De ce postulat découlent des  conséquences :
_ Cet ancrage conditionne une côte d’implantation,
_ Les limites cadastrales induisent une géométrie,
_ Les vues dégagées vers le paysage alentour incitent à ménager des dispositifs spécifiques,
_ La surface de la cour de récréation, qui reste une contraintes majeure, doit être d’un seul tenant.
La morphologie du cloître s’impose alors comme la synthèse des différentes questions/réponses que posent le site et le programme. Inscrits dans un carré pur, creusé en son centre, ancien et nouveau, les espaces de l’école primaire recomposent une entité compacte et unie. Au cœur du système la cour qui glisse vers le Sud, est enjambée par une aile de bâtiment, préau naturel qui cadre la vue vers l’horizon provençal.

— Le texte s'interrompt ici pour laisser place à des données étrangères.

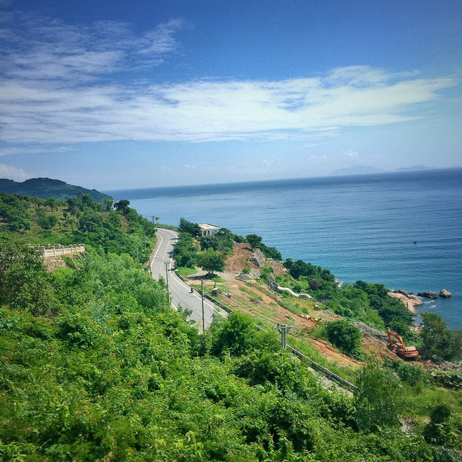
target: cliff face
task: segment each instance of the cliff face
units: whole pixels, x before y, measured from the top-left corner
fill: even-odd
[[[79,191],[82,191],[83,194],[90,194],[92,199],[96,202],[104,202],[106,199],[112,200],[110,195],[100,193],[96,189],[87,189],[82,186],[68,185],[60,180],[47,178],[31,178],[23,183],[0,178],[0,190],[9,194],[33,195],[41,199],[55,198],[60,200],[75,198]]]

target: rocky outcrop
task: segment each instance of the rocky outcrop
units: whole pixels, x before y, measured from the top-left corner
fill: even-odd
[[[402,290],[402,289],[397,289],[392,292],[390,292],[388,295],[398,299],[412,313],[417,313],[416,306],[424,304],[424,302],[415,294],[412,292],[408,294],[406,291]]]
[[[432,292],[431,291],[427,291],[426,292],[419,292],[417,295],[419,297],[424,297],[424,299],[437,299],[438,294],[436,292]]]
[[[441,289],[441,290],[439,292],[439,296],[448,299],[452,296],[452,294],[449,291],[446,290],[446,289]]]

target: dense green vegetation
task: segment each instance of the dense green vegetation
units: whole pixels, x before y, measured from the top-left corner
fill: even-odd
[[[20,235],[31,245],[82,243],[100,253],[126,252],[145,262],[155,242],[155,228],[120,201],[95,202],[80,192],[65,201],[0,192],[0,230]]]
[[[0,178],[0,191],[10,194],[31,195],[41,199],[53,198],[61,200],[76,198],[80,191],[81,194],[90,194],[92,199],[96,202],[102,203],[107,200],[112,200],[110,195],[100,193],[96,189],[87,189],[81,186],[68,185],[60,180],[43,178],[31,178],[23,183]]]
[[[354,397],[326,390],[250,317],[232,313],[200,335],[171,309],[134,252],[149,223],[128,203],[16,199],[28,203],[30,229],[2,215],[2,461],[460,460],[462,423],[441,401],[421,403],[427,421],[401,429],[420,371],[370,358]],[[41,227],[41,208],[57,223]],[[89,252],[47,272],[27,245],[43,232],[86,238]],[[176,252],[205,252],[181,236]]]

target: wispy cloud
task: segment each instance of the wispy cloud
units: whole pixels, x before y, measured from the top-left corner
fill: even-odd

En écho au carré creusé, par-delà la dépression et la route, sa figure jumelle trouve son évidence. Des dimensions identiques, son centre évidé par un patio, la « boîte à idées » est le pendant ludique à la petite cité scolaire. Si cette dernière est posée sur son sol, la première -soumise aux exigences d’écoulement- sera décollée du terrain puis sculptée par la pente et le dénivelé. A la fois proches et dissemblables ces deux entités programmatiques majeures entrent en dialogue, balisent les deux parcelles opportunément réunies, et « font projet ».
Cet acte fondateur des deux carrés creusés qui se contemplent, légèrement désaxés l’un part rapport à l’autre, est la bsae d’un renouvellement urbain, qui va pouvoir intégrer pôle petite enfance et restaurant intergénérationnel.
Un passerelle, à la dimension tant d’usage que symbolique, vient compléter cette petite « pièce urbaine », à la composition souple et rigoureuse à la fois. Acte architectural et urbain, elle franchit hardiment un « Rubicon », endroit autrefois générique devenu un nouvel espace public repensé, redimensionné, relocalisé. Ce modeste ouvrage d’art renforce ainsi le lien et l’unité de ce site transformé. C’est désormais un lieu apaisé car les voitures s’y garent sans nuire, les enfants y jouent sans danger, et les grands s’y retournent volontiers.